2. La riprogettazione dell’astronave dell’Ave Maria
La navicella stessa ha subito una riprogettazione. Il libro raffigura un razzo compatto, da cartone animato, con uno spazio abitativo minimo. Il film lo espande in una struttura cilindrica più realistica con un pilastro centrale vivente, offrendo maggiore profondità visiva e plausibilità. È stata aggiunta anche una sala di intrattenimento a cupola, evidenziando il desiderio di Grace per la Terra.
3. L’isolamento iniziale di Grace
Il romanzo dedica una parte sostanziale al Dr. Grace alle prese con il suo isolamento prima di incontrare Rocky. Il film condensa tutto ciò, presentando Grace come più immediatamente proattiva, rendendo l’arrivo di Rocky meno una rivelazione drammatica. Questo cambiamento altera l’arco del personaggio, rendendo le sue lotte iniziali meno pronunciate.
4. Scienza contro connessione emotiva
I realizzatori hanno dato priorità alla risonanza emotiva rispetto ai dettagli scientifici. Il film omette in gran parte le intricate spiegazioni tecniche del libro, concentrandosi invece sul legame tra Grace e Rocky. Questa scelta semplifica la narrazione e garantisce che il film non sembri mai una conferenza. Anche se alcuni fan accaniti della fantascienza potrebbero non cogliere i dettagli, questo cambiamento rafforza il nucleo emotivo del film.

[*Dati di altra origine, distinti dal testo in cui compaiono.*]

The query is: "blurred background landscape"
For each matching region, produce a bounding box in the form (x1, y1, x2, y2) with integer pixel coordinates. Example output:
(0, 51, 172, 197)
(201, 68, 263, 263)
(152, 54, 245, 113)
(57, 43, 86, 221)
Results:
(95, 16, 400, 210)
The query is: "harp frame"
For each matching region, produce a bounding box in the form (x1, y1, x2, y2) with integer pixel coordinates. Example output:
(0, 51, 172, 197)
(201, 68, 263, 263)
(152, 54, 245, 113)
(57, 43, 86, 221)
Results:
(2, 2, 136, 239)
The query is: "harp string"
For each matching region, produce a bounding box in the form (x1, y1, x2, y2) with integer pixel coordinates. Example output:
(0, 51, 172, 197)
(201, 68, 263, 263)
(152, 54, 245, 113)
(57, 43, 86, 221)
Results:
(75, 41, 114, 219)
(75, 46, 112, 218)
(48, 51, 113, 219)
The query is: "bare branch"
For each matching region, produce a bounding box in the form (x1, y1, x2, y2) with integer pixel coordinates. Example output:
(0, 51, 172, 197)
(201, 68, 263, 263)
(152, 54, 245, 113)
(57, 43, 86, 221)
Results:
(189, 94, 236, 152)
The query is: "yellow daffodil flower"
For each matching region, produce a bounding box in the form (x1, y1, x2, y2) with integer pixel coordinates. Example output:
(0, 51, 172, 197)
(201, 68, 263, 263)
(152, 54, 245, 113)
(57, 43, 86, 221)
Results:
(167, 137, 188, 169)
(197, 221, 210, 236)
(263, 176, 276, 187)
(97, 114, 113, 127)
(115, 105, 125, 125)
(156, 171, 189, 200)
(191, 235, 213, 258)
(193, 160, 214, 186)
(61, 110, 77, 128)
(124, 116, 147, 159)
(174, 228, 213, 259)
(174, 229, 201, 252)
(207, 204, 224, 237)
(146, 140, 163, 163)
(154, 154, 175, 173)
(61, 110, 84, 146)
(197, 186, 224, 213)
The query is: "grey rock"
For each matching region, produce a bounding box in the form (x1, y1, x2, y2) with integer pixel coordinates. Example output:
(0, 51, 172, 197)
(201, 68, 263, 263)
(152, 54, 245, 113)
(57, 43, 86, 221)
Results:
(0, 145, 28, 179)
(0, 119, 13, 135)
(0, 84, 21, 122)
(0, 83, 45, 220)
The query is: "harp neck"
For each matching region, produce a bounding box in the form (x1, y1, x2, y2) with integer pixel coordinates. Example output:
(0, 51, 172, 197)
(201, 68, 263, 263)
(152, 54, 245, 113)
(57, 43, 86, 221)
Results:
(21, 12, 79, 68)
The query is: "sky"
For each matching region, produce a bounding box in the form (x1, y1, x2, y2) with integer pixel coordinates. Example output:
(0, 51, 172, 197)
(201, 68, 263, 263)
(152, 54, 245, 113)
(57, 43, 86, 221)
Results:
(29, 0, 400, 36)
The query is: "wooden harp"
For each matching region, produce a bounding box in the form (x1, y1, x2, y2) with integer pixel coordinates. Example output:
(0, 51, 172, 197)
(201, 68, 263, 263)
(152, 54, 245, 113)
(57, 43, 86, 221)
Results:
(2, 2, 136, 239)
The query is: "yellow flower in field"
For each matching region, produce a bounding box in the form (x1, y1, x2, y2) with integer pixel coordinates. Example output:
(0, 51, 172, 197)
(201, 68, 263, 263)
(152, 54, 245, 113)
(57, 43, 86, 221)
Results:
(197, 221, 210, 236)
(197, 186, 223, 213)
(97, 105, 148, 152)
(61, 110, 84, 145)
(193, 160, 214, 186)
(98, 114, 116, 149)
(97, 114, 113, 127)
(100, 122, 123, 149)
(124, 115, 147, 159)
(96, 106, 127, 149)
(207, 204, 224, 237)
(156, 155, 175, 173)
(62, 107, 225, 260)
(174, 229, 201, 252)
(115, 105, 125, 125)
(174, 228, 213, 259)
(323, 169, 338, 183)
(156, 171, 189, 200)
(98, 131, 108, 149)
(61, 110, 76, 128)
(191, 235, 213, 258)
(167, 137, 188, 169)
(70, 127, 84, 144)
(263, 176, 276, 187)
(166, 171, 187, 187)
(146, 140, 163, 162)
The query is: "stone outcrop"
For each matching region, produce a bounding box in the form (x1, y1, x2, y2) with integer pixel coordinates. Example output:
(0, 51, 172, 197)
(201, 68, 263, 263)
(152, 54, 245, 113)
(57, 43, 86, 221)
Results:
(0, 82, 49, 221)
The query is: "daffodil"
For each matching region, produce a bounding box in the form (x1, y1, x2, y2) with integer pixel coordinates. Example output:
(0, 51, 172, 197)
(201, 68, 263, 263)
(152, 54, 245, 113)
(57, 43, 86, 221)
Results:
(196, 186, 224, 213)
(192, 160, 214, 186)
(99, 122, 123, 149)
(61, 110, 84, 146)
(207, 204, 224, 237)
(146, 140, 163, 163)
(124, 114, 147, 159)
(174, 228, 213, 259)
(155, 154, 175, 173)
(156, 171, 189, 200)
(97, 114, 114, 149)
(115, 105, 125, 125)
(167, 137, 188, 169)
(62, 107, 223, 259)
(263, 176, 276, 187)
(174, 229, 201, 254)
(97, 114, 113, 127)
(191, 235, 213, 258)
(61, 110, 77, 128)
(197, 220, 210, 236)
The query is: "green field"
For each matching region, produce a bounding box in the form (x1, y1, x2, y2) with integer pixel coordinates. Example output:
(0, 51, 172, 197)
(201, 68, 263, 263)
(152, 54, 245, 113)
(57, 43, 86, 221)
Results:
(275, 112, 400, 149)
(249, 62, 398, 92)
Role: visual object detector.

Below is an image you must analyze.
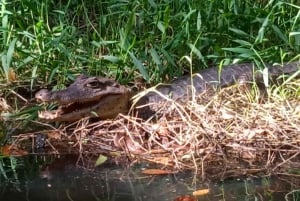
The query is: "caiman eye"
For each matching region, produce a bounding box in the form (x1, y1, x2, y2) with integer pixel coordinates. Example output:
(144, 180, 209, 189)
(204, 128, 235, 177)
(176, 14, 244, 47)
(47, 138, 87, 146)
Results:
(85, 81, 103, 88)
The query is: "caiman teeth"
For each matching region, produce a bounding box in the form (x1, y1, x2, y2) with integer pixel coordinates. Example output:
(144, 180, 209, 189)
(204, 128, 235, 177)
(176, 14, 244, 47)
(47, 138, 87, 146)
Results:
(38, 110, 61, 120)
(38, 99, 103, 121)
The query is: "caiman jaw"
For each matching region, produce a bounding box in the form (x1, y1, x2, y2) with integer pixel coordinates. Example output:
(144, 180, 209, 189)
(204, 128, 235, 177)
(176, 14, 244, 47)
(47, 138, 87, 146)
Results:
(36, 75, 131, 122)
(38, 94, 130, 122)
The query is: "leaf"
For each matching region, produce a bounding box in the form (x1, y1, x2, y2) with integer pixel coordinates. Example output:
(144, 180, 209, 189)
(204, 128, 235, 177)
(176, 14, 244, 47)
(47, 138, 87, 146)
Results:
(229, 28, 250, 37)
(102, 55, 120, 63)
(31, 65, 38, 90)
(157, 21, 165, 33)
(188, 43, 204, 61)
(94, 154, 107, 167)
(271, 25, 288, 44)
(174, 195, 197, 201)
(149, 48, 161, 66)
(129, 52, 149, 81)
(160, 48, 176, 67)
(8, 68, 17, 82)
(255, 15, 270, 43)
(91, 40, 118, 47)
(6, 38, 17, 70)
(141, 168, 174, 175)
(0, 145, 28, 157)
(262, 67, 269, 87)
(232, 39, 252, 47)
(182, 9, 196, 24)
(148, 0, 157, 9)
(222, 47, 254, 56)
(196, 11, 202, 31)
(192, 188, 210, 196)
(1, 54, 8, 79)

5. Salvare Rocky: un cambiamento nell’azione
In entrambe le versioni, Grace e Rocky affrontano una crisi durante la raccolta di campioni atmosferici da Adrian. Tuttavia, le conseguenze differiscono in modo significativo. Nel libro Grace trascina indietro Rocky, esponendosi al pericolo mentre tenta un salvataggio imperfetto. Il film semplifica tutto questo, con Rocky che torna indietro da solo. Questo cambiamento riflette la minore enfasi del film sulla procedura scientifica.
6. L’omissione del dettaglio biologico
Un dettaglio grafico del libro – Grace che osserva il processo digestivo di Rocky – è stato completamente omesso dal film. La logica è ovvia: è meglio lasciare alcuni elementi non visualizzati per il pubblico mainstream.
7. Personaggi secondari: ruoli semplificati
Il romanzo include una rete di scienziati e compagni di squadra che influenzano il viaggio di Grace. Il film riduce questi personaggi a cameo, dando priorità alla relazione centrale tra Grace e Rocky. Questa semplificazione fa risparmiare tempo e mantiene l’attenzione sulla narrativa principale.
8. La nave di Rocky: una scena inventata
Il film aggiunge un momento toccante in cui Rocky regala a Grace un tour all’interno della sua nave, con tanto di tuta spaziale aliena. Questa scena non esiste nel libro. L’aggiunta serve ad aumentare la connessione emotiva tra i due personaggi e fornire un climax visivamente sbalorditivo.
9. Cronologia compressa
Il film comprime notevolmente la sequenza temporale. Il libro abbraccia mesi di interazione tra Grace e Rocky, consentendo fluidità linguistica e profonda comprensione. Il film suggerisce una mera questione di settimane, diminuendo il senso di immersione graduale. Questa compressione è un compromesso necessario per la stimolazione.
10. Contaminazione dell’astrofago: presagio perduto
Il punto della trama della contaminazione dell’astrofago è più sostanziale nel libro, con ripetuti avvertimenti e un quasi disastro che coinvolge un serbatoio di carburante. Il film accelera questa impostazione, perdendo la tensione e le prefigurazioni presenti nel romanzo. Questa riduzione è ancora una volta dovuta a vincoli di tempo, sebbene indebolisca l’impatto della rivelazione.
In definitiva, l’adattamento cinematografico di “Project Hail Mary” fa delle concessioni strategiche per offrire un’esperienza cinematografica avvincente. Sebbene alcuni cambiamenti alterino la profondità tematica, il messaggio centrale della cooperazione interstellare rimane intatto. I realizzatori hanno dato priorità alla risonanza emotiva rispetto alle minuzie scientifiche, ottenendo un adattamento semplificato e visivamente coinvolgente che conserva lo spirito della visione originale di Andy Weir.